As the US and its allies prepared for what seemed likely to become another Gulf war, UN Secretary-General Kofi Annan managed to get an eleventh-hour accord with Iraq’s Deputy Prime Minister, Tariq Aziz. The agreement permitted ‘immediate, unrestricted and unconditional access to the Unscom weapons inspectors to all suspect sites in Iraq’. An improved ‘oil-for-food’ deal was also agreed allowing Iraq to sell $5.3 billion worth of oil over the next six months to buy food and other humanitarian supplies in return.

But by June a report by UN weapons inspectors claimed that traces of VX nerve gas had been found on an Iraqi warhead. Then in August Tariq Aziz refused to allow any more UN inspections of suspected weapons sites until sanctions against the country were lifted. Sanctions remained.
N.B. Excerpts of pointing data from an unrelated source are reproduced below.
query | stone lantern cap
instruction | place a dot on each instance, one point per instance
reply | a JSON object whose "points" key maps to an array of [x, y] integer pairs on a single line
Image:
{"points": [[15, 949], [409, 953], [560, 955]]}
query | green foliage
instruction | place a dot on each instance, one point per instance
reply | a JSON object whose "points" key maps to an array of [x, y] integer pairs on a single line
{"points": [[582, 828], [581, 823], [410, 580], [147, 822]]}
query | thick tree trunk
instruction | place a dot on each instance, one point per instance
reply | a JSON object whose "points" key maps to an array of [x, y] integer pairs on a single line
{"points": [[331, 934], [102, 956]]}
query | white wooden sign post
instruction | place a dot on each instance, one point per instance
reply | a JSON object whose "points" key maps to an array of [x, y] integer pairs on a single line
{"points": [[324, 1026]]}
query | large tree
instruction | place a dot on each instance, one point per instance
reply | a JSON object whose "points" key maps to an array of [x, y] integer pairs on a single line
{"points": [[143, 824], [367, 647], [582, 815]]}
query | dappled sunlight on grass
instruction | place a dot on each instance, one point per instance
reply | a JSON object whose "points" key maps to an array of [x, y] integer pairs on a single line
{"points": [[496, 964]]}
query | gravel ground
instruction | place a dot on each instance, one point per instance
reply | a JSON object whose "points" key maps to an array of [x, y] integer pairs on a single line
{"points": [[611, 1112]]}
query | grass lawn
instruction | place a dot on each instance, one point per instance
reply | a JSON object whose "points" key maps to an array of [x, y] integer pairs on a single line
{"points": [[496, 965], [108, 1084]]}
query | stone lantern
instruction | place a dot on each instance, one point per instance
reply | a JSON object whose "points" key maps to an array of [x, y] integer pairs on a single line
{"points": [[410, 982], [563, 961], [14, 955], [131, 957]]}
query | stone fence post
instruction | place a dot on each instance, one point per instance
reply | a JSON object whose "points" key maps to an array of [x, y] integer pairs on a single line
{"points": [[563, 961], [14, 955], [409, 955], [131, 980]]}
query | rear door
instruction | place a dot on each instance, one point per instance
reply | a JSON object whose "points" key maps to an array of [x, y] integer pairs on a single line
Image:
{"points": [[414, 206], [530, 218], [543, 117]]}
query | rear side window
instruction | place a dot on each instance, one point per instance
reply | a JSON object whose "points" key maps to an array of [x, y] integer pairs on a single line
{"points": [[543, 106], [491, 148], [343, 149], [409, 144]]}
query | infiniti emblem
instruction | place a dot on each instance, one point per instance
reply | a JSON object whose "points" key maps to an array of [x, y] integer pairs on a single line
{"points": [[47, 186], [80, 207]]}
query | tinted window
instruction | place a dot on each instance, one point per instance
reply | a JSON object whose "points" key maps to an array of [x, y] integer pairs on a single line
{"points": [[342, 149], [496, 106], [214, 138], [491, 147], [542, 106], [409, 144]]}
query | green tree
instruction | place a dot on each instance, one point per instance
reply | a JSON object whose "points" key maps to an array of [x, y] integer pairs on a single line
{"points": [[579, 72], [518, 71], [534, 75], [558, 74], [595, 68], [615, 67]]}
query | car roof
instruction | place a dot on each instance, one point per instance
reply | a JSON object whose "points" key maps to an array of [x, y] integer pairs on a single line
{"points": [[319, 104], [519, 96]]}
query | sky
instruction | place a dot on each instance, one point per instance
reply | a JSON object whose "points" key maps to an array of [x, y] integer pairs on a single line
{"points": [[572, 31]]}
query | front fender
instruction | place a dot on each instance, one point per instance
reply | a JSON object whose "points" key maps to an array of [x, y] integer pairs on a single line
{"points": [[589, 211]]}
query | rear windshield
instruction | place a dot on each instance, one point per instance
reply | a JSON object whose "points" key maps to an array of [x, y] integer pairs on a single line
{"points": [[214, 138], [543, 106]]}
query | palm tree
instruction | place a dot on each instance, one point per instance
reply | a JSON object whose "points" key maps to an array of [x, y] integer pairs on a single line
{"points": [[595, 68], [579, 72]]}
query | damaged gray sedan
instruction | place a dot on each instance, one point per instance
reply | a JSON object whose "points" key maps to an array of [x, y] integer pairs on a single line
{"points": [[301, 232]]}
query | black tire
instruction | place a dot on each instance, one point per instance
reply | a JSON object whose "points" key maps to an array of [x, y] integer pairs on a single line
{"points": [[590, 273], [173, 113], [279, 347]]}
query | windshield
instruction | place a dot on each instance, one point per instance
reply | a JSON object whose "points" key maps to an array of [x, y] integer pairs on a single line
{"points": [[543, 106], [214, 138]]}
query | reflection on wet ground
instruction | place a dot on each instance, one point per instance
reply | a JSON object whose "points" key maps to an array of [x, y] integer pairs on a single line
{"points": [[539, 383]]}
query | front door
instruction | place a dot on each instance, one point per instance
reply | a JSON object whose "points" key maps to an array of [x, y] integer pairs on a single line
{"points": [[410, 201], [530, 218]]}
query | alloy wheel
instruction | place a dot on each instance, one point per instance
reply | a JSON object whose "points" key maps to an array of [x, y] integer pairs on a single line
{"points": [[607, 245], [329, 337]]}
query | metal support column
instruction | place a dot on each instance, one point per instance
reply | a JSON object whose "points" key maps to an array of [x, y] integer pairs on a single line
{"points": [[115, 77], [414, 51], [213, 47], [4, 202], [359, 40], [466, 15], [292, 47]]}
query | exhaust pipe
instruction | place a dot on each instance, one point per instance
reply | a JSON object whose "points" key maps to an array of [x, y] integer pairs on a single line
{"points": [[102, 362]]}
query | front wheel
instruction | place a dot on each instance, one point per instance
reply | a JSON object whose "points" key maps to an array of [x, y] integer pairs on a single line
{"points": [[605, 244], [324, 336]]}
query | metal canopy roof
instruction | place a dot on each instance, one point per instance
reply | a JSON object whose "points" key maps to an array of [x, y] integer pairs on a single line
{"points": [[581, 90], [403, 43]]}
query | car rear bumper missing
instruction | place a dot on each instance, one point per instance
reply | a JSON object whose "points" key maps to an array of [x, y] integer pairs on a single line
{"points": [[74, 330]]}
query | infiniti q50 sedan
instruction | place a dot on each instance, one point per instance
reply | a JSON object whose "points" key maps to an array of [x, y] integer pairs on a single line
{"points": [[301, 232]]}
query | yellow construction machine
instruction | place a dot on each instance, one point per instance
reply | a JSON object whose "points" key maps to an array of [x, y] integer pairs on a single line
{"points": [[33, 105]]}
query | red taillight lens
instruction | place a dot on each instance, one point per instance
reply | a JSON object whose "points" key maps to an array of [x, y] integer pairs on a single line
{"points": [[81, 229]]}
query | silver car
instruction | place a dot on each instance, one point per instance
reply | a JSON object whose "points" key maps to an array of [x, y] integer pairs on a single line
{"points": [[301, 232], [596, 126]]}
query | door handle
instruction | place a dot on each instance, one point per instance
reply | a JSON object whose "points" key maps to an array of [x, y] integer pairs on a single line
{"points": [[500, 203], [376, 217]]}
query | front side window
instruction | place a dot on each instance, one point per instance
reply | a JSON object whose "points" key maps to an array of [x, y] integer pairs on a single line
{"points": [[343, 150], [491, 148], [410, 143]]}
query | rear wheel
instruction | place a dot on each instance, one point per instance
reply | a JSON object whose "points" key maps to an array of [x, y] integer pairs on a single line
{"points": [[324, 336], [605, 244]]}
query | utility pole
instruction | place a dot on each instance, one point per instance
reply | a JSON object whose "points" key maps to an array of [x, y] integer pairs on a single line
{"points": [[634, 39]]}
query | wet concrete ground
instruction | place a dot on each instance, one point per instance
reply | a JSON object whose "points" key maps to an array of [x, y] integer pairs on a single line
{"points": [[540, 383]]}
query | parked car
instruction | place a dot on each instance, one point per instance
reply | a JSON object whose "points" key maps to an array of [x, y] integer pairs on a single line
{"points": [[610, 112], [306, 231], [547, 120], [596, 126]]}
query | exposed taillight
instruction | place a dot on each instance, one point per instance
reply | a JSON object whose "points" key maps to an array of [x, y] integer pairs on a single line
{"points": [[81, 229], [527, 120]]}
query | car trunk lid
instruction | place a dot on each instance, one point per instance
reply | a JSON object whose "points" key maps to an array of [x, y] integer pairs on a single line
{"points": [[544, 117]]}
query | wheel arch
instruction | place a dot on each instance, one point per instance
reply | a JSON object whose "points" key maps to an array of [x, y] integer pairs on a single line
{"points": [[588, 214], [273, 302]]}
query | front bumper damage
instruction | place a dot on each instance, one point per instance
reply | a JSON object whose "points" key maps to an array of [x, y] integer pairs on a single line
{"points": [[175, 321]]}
Denis Halliday, the UN’s oil-for-food co-ordinator for Iraq, resigned, saying that sanctions were a bankrupt concept that hurt the people of Iraq but not its Government.

In November, Iraq went to the brink again, saying that it would refuse to co-operate with the United Nations weapon inspectors even under the threat of military action. Again the US and its allies prepared for air strikes. Again, Saddam Hussein backed down at the last minute and the air strikes were aborted. But in December, the night before President Clinton was to face impeachment proceedings, the US and Britain launched air strikes against sites all over Iraq. This unilateral action, taken without UN approval, was deplored not only by the Arab world but also by other major powers including China, Russia and France.